John Ritenbaugh observes that the over-riding motivation for the individuals bringing to Jesus the woman caught in adultery was to trap Him, impaling Him on the horns of a dilemma. (Condemning the woman to death would have brought Him into conflict with Roman law; not condemning Her would have brought Him into conflict with the law of Moses.) Jesus, when He wrote in the dirt, perhaps listed instances in which the spirit of the law was violated in the thoughts or behaviors of the accusers, exposing the cruel, condemnatory attitude of the Pharisees. God's approach to authority is that it should be used to serve, and that the chief function of judging (from the stance of humility, mercy, and understanding) is to evaluate and to gently correct and reclaim rather than to condemn. Jesus, claiming to be the light of the world (drawing on a familiar temple ceremony involving candelabras), emphasizes His function as the Messiah, the embodiment of truth, giving form, shape, and substance to our lives, guiding us around or through life's difficulties. Believing that Jesus is God will motivate us to submit to Him in every aspect of our lives, providing an antidote to enslaving fears common to all of mankind, freeing us from the bondage of sin.

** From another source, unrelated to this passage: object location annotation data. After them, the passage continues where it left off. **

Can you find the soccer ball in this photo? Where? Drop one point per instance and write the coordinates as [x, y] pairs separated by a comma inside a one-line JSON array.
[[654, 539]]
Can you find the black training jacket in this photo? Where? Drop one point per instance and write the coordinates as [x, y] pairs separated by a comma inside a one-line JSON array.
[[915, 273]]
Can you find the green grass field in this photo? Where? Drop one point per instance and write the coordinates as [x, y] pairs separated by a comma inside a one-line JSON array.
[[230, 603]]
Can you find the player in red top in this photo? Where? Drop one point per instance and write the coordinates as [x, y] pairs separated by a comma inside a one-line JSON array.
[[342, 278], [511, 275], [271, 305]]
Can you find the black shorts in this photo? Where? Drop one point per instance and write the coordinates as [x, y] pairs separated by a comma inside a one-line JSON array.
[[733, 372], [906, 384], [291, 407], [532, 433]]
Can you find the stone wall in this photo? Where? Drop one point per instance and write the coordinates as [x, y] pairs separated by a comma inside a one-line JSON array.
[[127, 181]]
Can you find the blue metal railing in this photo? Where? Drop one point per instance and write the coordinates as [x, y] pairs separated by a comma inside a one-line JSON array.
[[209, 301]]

John Ritenbaugh indicates that in Matthew 5:21-22, there exist degrees in the spirit of murder, with destroying a reputation as the worst. All sin is against God, but before one attempts to establish a relationship with God, he should heal the breach with his fellow man. If a conflict exists between husband and wife, his prayers could be hindered. We are admonished to take care of problems while they are small rather than allow them to brood, exercising moderation and self control. If we continually fill our mind with good thoughts and motivations, we won't be thinking base or unclean thoughts. Jesus, desiring to restore the spirit as well as the letter of the law, warned against rash or hasty divorces, taking oaths or vows, invoking God's name frivolously, realizing that a covenant is binding whether we formally invoke His name or not. As God's people, our word should be good as gold. The Lex Talionis (eye for an eye) principle provided the foundations for an equitable solution, allowing for equal justice or monetary compensation for pain, time, indignity, etc. Jesus set a standard of non-retaliation and non-vengeance—not getting even for an insult, suffering for righteousness as our Elder Brother Jesus Christ did for us. We need to be more concerned about our duties or obligations than our rights. When we are conscripted into service and when we lend to the poor, we need to realize God will make it right to us. When we love conditionally, with the hope of getting something back, we have no reward, but if we love with unconditional, godly agape love, loving our enemies, removing any thought of vengeance, becoming godlike in the process, doing what we were created for.